O planeta anão Ceres é visto nesta representação a cores melhoradas que utiliza imagens da missão Dawn da NASA. Novos modelos térmicos e químicos, baseados nos dados da missão, indicam que Ceres pode ter tido, há muito tempo, condições adequadas à vida.
Crédito: NASA/JPL-Caltech/UCLA/MPS/DLR/IDA
 
     
 
 
 

Uma nova investigação da NASA descobriu que Ceres poderá ter tido uma fonte duradoura de energia química: os tipos certos de moléculas necessárias para alimentar alguns metabolismos microbianos. Embora não existam evidências de que alguma vez tenham existido micro-organismos em Ceres, a descoberta apoia as teorias de que este intrigante planeta anão, que é o maior corpo da cintura principal de asteroides entre Marte e Júpiter, pode ter tido, em tempos, condições adequadas para suportar formas de vida unicelulares.

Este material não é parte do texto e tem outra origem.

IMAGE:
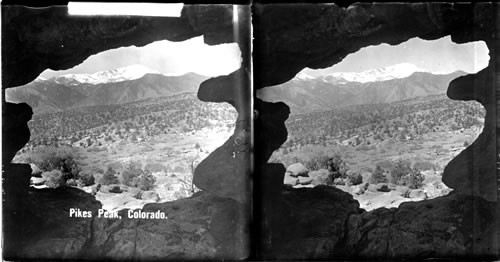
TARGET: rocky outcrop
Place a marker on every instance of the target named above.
(441, 227)
(296, 223)
(203, 226)
(309, 223)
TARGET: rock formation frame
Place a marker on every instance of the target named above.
(320, 222)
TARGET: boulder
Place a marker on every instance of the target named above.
(115, 189)
(304, 180)
(290, 180)
(104, 189)
(150, 195)
(319, 176)
(339, 181)
(358, 190)
(35, 170)
(297, 170)
(38, 181)
(402, 191)
(372, 188)
(431, 228)
(383, 187)
(315, 222)
(417, 193)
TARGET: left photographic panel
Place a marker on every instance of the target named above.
(126, 135)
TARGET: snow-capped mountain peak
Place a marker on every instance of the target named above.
(373, 75)
(110, 76)
(303, 76)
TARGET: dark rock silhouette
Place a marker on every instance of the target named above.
(296, 224)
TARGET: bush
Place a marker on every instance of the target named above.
(52, 158)
(423, 165)
(378, 176)
(54, 178)
(145, 181)
(132, 170)
(109, 177)
(355, 178)
(413, 180)
(385, 164)
(154, 167)
(133, 175)
(401, 168)
(402, 174)
(317, 163)
(86, 179)
(336, 167)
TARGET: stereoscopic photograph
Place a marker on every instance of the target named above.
(253, 131)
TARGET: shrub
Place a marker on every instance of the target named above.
(86, 179)
(423, 165)
(145, 181)
(132, 170)
(413, 180)
(317, 163)
(53, 179)
(385, 164)
(401, 168)
(336, 167)
(378, 176)
(133, 175)
(109, 177)
(52, 158)
(154, 167)
(355, 178)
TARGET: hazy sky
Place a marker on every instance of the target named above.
(437, 56)
(170, 58)
(177, 58)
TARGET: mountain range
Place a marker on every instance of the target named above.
(118, 86)
(305, 93)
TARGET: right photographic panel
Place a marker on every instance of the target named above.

Os dados científicos da missão Dawn da NASA, que terminou em 2018, mostraram anteriormente que as regiões brilhantes e refletivas da superfície de Ceres são maioritariamente feitas de sais deixados pelo líquido que se infiltrou do subsolo. Análises posteriores em 2020 descobriram que a fonte deste líquido era um enorme reservatório de salmoura, ou água salgada, abaixo da superfície. Noutra investigação, a missão Dawn também revelou evidências de que Ceres tem material orgânico sob a forma de moléculas de carbono - essencial, embora não suficiente só por si, para suportar células microbianas.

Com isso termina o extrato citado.